Evil Russian spies have implanted remote-triggered heart-attack causing device in you. So using candlesticks, a microphone cord and a rubber mat, you construct a rudimentary defibrillator to jumpstart your heart.
Sure. Easy. We’ve all been there too many times to count.
But what would you do if you went out for your favorite summer activity and forgot your supplies? If you are anything like me, you avoid sunburn the old-fashioned way — by never leaving the house. Some believe that if you forget your sunblock, you can slather your body in mayonnaise, but what if you forget your favorite egg-based dressing? It can be difficult to find a laying hen at the beach. Perhaps you can convince someone to let you root through their purse and fashion a crude sunscreen from lip balm, hand sanitizer and melted Werther’s Originals.
Now that you have skin protection handled, you check for your bathing suit. It’s M.I.A and you have two options: work on you trucker’s tan in your jeans and t-shirt or go skinny dipping on family beach day. This could be a great opportunity to alienate your in-laws and get that vacation from responsibility that only prison time can bring.
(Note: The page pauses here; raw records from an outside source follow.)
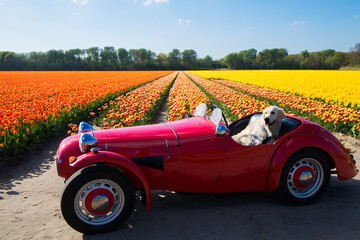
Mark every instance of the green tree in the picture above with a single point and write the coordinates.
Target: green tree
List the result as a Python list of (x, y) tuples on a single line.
[(207, 62), (174, 59), (93, 58), (124, 59), (161, 61), (108, 58), (189, 58)]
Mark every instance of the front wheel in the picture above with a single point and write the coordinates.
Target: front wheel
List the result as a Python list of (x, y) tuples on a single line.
[(304, 177), (97, 199)]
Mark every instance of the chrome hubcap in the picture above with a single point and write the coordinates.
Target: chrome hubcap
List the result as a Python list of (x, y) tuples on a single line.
[(305, 178), (99, 202)]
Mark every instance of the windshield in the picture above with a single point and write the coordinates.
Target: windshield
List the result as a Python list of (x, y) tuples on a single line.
[(200, 110), (216, 116)]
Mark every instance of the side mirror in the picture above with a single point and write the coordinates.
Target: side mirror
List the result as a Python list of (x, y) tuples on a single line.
[(85, 127), (86, 142), (221, 130)]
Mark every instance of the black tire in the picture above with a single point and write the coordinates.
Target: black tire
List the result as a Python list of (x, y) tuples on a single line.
[(97, 199), (304, 177)]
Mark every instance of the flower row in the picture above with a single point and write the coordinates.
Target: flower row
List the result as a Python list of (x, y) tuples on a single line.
[(37, 105), (333, 87), (30, 96), (137, 107), (335, 114), (184, 97), (240, 104)]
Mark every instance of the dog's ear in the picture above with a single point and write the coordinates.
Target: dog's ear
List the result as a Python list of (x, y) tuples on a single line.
[(281, 115)]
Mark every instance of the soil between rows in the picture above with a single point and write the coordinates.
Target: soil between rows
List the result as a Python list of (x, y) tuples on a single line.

If hard time is not your thing, then you need to think on your feet. Scan the beach and locate the nearest “bag lady” or “bag person.” You know the type, more bags than things. Once spotted, relieve them of their bag closest to your waist size. Preferably with large handles. Next you’ll need something to cut with. Gather some seashells and set them aside; they will potentially serve two needs. Using a jagged seashell edge, cut two holes in the bottom of the bag along the seam on either side leaving the middle or “crotch” in tact. Now slip off your clothes and slide your legs into your newly constructed holes, pull the bag up and secure it by using the large handles as suspenders. If need be, use pressure from those suspenders to secure two appropriately sized seashells over any areola one may want to obscure. Voila! You are ready to sunbathe and or take on the high seas.
And if you get all the way to the beach and realize you’ve forgotten your children? Just relax and enjoy the day.